I homeschool our two daughters. Abbie is four, and Rachel started kindergarten this fall. I work hard to avoid labeling their learning strengths and weaknesses, as they are simply too little to know much of that with any certainty. But sometimes it is impossible to miss the clues.
This morning, Rachel delighted to comply when I asked her to count by ones to 79. She bounded into the kitchen to inspect our wall-mounted number display. Then she counted and, as she hit the 20’s, she began hopping as she said each number. At the 30’s, she started skipping around the kitchen table. When Rachel does this task sitting down, she gets mixed up a few times; today, she didn’t miss a digit.
Fast forward to lunch.
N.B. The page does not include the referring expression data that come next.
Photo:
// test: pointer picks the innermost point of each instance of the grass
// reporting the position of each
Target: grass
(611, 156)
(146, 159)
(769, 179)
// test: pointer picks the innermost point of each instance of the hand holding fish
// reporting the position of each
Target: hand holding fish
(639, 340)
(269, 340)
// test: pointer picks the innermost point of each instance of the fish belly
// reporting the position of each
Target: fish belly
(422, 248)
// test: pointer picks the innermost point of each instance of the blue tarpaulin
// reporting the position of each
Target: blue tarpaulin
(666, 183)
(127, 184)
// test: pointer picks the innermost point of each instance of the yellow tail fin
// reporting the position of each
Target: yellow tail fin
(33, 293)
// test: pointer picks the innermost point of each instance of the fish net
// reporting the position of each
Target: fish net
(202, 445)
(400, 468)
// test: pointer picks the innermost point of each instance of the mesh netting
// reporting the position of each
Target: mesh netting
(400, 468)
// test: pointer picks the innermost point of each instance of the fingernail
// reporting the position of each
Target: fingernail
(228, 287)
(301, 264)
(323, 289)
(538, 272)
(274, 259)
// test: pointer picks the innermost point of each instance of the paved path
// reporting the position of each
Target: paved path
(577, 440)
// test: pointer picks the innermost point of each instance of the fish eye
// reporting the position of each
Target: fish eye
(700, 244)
As on most days, Rachel exclaimed, “Let’s talk!” It matters little what we talk about: a movie or book, an outing, a recent dream. She simply needs to verbalize the myriad ideas in her head and even, as Kathy says, enjoy the feel of the words in her mouth.
In the afternoon, she plopped onto the couch with a favorite book, telling herself the information she’d memorized from previous read-aloud sessions. Later, she described to me the intricate biography she had just imagined for the Transformer doll in her hand; for her, it was as important to tell the ideas as to think them up in the first place.
At one point, she broke from her monologue to turn on the CD player. Then she improvised some choreography for herself and the Transformer and belted out Hark! The Herald Angels Sing as she leaped and spun.
I noticed Rachel’s body-, word-, and music-smart abilities today because I’ve already seen them in many ways, even from her infancy. Of course, God is still developing much of this, so I cannot see a final picture of who she is being formed to be.
While Rachel is a unique creation, in one sense she is not unique. Like her, each child has been given a specific, wonderful mix of the eight intelligences. What an honor we have as parents and educators to witness the day-to-day unfolding of God’s plan in them!